We can’t think of a better way to toast the season than with this warm and creamy drink.
As far as we’re concerned, the holidays don’t officially start until we prop our feet (covered in fuzzy socks) up on the ottoman with a fire going, holiday music playing, and most importantly a mug of eggnog simmering by our side. Because this is such an important part of the festivities, we’ve come up with a recipe that combines egg-noggy goodness with holiday cheer.
Think full cream and sweet cinnamon giving us the most delightful of milk mustaches that has a heat to warm our body regardless of what’s going on with the weather outside.
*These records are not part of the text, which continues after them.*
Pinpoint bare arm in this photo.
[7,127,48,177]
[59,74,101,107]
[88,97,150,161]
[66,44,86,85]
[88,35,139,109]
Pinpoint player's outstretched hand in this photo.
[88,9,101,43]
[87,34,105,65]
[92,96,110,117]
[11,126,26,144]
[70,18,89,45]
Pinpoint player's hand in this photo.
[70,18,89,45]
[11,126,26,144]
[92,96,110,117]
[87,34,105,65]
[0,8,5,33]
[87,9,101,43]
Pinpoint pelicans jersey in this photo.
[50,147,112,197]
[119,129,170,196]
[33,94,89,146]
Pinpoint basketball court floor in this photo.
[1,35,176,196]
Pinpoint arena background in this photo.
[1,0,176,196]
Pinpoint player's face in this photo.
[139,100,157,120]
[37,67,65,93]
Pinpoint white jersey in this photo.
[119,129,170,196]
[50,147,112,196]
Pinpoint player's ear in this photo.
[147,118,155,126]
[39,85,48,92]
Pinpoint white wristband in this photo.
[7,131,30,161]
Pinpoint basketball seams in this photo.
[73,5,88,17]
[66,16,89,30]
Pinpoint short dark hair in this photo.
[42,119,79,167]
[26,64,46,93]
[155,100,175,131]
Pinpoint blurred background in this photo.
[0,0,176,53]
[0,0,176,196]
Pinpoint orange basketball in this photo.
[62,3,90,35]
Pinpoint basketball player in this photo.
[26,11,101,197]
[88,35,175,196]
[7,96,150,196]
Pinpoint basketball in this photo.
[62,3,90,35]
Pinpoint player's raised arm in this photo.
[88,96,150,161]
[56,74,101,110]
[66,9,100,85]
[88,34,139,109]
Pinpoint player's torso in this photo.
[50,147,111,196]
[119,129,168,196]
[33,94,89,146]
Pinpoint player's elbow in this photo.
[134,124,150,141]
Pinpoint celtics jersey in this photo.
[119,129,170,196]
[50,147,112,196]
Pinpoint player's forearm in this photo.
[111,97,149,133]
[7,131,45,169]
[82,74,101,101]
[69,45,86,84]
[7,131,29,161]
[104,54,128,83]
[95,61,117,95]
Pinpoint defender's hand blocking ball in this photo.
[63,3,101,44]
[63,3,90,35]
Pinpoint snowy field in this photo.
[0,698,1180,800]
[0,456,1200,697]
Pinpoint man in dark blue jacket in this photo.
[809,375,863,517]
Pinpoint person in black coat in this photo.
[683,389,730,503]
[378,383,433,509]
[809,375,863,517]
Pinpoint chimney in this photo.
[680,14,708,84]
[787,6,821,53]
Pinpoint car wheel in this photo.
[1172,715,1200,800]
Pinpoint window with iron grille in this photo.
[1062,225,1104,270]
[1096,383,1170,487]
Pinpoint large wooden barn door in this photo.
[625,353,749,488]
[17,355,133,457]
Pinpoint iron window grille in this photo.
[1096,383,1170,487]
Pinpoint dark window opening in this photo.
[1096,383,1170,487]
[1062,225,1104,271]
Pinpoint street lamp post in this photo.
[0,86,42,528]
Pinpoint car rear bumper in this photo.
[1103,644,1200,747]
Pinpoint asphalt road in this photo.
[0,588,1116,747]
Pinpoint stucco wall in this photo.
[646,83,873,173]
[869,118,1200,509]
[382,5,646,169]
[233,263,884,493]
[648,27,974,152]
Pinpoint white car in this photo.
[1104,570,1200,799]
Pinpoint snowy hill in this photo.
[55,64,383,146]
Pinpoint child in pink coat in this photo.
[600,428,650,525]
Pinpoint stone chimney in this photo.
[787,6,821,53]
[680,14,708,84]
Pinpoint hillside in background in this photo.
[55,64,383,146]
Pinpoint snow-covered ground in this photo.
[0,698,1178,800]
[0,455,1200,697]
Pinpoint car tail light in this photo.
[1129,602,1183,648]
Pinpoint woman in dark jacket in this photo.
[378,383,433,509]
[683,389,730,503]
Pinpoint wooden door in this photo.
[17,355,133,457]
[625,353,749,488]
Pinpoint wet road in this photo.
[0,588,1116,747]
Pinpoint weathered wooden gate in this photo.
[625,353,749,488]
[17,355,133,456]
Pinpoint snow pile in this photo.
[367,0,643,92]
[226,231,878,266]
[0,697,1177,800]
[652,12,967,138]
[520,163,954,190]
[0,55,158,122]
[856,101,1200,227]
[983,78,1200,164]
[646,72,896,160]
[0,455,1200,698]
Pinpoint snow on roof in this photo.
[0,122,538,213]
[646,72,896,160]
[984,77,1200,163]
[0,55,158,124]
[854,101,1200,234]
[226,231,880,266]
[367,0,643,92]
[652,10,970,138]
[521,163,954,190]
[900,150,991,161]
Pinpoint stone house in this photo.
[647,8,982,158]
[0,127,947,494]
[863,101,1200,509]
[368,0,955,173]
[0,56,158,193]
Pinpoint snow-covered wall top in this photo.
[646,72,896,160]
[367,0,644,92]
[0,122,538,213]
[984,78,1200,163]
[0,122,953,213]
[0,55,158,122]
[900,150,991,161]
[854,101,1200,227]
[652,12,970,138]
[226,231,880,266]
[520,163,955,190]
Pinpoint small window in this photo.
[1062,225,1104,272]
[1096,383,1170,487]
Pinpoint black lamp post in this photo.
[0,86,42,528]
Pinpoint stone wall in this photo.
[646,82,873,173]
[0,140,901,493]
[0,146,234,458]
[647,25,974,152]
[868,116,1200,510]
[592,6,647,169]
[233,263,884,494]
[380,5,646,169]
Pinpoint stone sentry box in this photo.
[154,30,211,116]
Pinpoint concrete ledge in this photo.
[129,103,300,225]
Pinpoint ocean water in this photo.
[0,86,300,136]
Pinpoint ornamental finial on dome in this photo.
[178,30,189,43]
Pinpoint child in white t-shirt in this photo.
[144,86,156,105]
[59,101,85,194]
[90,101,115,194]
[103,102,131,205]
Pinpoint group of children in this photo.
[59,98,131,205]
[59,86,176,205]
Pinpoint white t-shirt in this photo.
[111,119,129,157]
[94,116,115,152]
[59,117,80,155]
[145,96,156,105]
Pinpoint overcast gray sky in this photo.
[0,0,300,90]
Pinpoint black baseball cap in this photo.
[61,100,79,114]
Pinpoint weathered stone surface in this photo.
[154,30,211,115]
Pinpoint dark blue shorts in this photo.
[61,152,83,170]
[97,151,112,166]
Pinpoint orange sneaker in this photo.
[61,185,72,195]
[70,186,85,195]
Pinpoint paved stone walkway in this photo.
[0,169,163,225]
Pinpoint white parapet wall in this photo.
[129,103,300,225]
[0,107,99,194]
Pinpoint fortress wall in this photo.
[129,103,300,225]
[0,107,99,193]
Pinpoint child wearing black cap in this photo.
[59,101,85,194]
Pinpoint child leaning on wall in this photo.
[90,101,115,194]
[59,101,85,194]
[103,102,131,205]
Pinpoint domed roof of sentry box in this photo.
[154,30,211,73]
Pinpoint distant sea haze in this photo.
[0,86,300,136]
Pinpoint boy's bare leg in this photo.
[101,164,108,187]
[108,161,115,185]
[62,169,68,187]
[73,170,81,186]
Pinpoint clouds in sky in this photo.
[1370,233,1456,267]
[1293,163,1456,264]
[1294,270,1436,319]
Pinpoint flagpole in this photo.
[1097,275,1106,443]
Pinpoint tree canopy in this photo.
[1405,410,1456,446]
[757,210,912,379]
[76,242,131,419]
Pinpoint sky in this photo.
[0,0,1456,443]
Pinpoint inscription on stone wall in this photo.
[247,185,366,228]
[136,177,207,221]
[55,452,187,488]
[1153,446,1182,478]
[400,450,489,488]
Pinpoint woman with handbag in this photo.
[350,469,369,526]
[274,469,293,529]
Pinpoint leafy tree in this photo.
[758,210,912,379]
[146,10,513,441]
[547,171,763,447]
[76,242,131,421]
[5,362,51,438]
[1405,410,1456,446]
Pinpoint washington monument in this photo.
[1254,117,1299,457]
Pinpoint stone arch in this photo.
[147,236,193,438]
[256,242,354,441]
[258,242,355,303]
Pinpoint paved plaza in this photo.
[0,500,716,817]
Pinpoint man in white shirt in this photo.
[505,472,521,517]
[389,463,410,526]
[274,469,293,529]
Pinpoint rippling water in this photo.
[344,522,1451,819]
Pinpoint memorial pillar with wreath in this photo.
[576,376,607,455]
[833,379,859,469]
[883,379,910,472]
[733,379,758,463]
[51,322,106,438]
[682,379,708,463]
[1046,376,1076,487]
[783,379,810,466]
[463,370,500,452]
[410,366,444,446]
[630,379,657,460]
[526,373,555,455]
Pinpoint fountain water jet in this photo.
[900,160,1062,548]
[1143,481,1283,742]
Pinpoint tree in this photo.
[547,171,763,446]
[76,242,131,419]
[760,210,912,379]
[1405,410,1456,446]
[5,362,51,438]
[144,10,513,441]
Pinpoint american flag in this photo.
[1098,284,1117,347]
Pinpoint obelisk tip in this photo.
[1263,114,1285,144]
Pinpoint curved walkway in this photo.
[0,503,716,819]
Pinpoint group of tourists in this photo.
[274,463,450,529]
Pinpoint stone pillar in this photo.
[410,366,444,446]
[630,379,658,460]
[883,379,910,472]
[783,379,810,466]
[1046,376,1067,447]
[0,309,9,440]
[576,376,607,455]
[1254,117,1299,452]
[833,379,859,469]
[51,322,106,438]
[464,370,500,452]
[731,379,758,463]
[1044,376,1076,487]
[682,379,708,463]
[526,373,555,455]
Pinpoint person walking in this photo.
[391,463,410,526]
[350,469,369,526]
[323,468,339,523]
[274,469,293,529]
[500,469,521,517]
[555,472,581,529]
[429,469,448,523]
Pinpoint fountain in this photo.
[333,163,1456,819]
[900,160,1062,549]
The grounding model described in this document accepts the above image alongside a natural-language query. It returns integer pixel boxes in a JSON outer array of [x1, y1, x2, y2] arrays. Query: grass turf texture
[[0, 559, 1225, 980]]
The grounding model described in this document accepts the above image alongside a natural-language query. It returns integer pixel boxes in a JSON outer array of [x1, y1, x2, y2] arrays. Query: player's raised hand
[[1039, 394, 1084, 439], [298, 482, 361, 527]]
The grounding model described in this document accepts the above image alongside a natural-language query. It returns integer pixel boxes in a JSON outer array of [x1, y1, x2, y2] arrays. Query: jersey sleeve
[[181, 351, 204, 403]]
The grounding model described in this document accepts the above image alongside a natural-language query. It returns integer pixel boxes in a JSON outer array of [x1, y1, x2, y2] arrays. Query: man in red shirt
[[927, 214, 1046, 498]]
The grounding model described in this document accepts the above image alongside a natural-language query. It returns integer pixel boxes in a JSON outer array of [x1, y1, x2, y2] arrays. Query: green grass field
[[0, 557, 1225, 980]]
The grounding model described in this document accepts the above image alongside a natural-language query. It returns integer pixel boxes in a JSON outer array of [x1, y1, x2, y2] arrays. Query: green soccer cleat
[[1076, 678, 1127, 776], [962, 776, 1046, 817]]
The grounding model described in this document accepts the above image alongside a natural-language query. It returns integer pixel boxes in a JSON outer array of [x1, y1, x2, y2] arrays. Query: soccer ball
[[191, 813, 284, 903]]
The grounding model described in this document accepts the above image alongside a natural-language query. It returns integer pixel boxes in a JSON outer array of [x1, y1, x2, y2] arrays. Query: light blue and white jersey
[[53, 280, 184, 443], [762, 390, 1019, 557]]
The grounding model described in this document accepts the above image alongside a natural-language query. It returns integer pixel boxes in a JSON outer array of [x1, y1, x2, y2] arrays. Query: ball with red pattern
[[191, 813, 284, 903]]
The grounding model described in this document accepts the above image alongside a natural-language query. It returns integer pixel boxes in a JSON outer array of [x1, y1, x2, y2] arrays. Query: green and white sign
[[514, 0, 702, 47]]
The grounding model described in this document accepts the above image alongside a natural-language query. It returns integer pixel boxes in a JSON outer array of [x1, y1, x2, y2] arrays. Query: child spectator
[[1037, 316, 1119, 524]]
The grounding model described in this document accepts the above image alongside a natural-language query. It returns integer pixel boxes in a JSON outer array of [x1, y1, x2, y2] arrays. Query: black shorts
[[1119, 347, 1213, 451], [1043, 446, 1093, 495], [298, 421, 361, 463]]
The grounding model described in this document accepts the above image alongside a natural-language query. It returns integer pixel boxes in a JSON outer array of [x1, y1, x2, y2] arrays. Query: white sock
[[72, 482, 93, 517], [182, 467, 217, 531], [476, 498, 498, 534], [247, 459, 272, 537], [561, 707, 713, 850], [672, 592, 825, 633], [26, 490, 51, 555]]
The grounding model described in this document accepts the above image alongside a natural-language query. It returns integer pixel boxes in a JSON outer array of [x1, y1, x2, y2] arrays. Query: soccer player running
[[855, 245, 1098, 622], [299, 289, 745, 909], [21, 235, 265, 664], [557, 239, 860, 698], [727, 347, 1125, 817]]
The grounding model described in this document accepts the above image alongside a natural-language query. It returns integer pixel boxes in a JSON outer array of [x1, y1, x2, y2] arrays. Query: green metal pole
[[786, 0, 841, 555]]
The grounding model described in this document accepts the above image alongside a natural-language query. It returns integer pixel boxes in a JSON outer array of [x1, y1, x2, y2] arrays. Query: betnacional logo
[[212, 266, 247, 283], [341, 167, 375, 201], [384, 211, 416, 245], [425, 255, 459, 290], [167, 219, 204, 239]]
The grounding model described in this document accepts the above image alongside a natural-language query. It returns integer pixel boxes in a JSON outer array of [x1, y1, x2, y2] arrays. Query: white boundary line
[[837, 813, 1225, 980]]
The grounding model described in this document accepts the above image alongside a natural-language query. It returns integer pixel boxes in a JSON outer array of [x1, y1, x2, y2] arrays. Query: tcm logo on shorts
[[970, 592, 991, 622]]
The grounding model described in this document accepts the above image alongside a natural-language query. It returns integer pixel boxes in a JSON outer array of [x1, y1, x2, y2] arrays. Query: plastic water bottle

Our slow cooker eggnog goes great with friends and family at a holiday party, or just for a simple night at home wrapping presents or watching our favorite holiday movies.
Slow Cooker Eggnog
Serves 6-8 servings; 90-120 minutes
- 6 large eggs, separated
- 1 cup sugar
- 1 teaspoon vanilla extract
- 3 cups whole milk
- 2 cups heavy whipping cream
- 1/3 cup rum (optional)
- to taste ground cinnamon or nutmeg, optional: cinnamon stick for garnish
- In large bowl, beat egg yolks, vanilla extract, and sugar together until mixture is smooth and no longer grainy.
- Stir in milk, whipping cream, and rum (if using), then pour mixture into slow cooker.
- Cook on low for 2 hours, whisking every 20 to 30 minutes to prevent boiling. Once eggnog coats the back of a spoon, it's done.
- Serve eggnog warm in mugs garnished with cinnamon stick and sprinkled with ground cinnamon.